Big Picture: BFD, Non-Stop Forwarding, and Graceful Restart
We have school holidays this week, so I’m reposting wonderful comments that would otherwise be lost somewhere in the page margins. Today: Erik Auerswald’s excellent summary of BFD, NSF, and GR.
I’d suggest to step back a bit and consider the bigger picture: What is BFD good for? What is GR/NSF/NSR/SSO good for?
BFD and GR/NSF/NSR/SSO have different goals: one enables quick fail over, the other prevents fail over. Combining both promises to be interesting.
Reliably and quickly detecting a forwarding failure is helpful when there is a different path to fail over to. When there is no alternative path, quick failure detection seems less important.
BFD implementations often combine data plane (BFD echo mode) and control plane (BFD session) failure detection and thus assume a shared fate between data plane and control plane.
GR and NSF are based on the assumption that the data plane can still function although the control plane has (temporarily) failed.
NSR/SSO shall hide control plane failures by (more or less) transparently failing over to a different processor.
Some combinations of GR/NSF/NSR/SSO can help to mask temporary control plane failures that do not affect the data plane.
NSF+GR allows forwarding despite temporary control plane failures. Likewise NSF+NSR/SSO.
When routers are not able to quickly react to topology changes (think (multiple) full Internet BGP tables with weak routers), GR seems useful to avoid churn and cascading failures.
BFD is intended to reliably and timely detect forwarding failures. Now what should one do with this information? Continue forwarding down the known failed path with the help of something like GR/NSF/NSR/SSO? Why detect the forwarding failure at all, if it is to be ignored anyway?
How can BFD be used with complex routers where the data plane can still function although the control plane has failed? How to handle a complex router with redundant control plane, e.g., two route processor modules? One idea could be to use BFD echo mode in the data plane with a short detection interval and a control plane session with a long detection interval (or no BFD control plane session at all). Combined with an additional path to fail over to if a data plane failure is detected this can help, but it does add a whole lot of complexity, which might reduce reliability in practice.
A different, simpler approach to network redundancy would be to have less complex routers without NSF/NSR/SSO, but more of those to build redundant paths.

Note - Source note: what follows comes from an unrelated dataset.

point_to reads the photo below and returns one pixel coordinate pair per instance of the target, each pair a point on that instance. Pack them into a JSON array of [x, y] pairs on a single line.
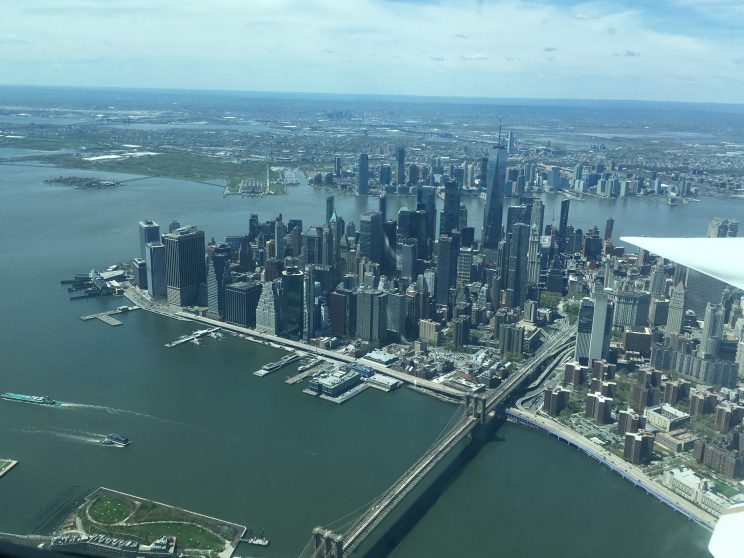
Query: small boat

Then quick and reliable failure detection, e.g., with BFD, can be used to fail over whenever a data plane or control plane failure is detected.
Not surprisingly, smart network designs (example: leaf-and-spine fabric designs by Arista) follow exactly these rules:
- NSF and GR on leaf switches to support hitless software upgrades.
- Simple (non-redundant) control plane on spine switches with BFD between leaf- and spine switches.
it seems my guy made a mistake in this statement " One idea could be to use BFD echo mode in the data plane with a short detection interval and a control plane session with a long detection interval" bfd is either done on software and RP who take care of sending both control and echo packets or its offloaded to hardware. just my two cents but i think bfd is only necessary when it doesn't share fate with control plane
> I think bfd is only necessary when it doesn't share fate with control plane
BFD is a lightweight mechanism compared to OSPF hello protocol or BGP/TCP timers, so I'd say it has value even when ran on the control plane CPU, assuming you have enough neighbors or strict timing requirements.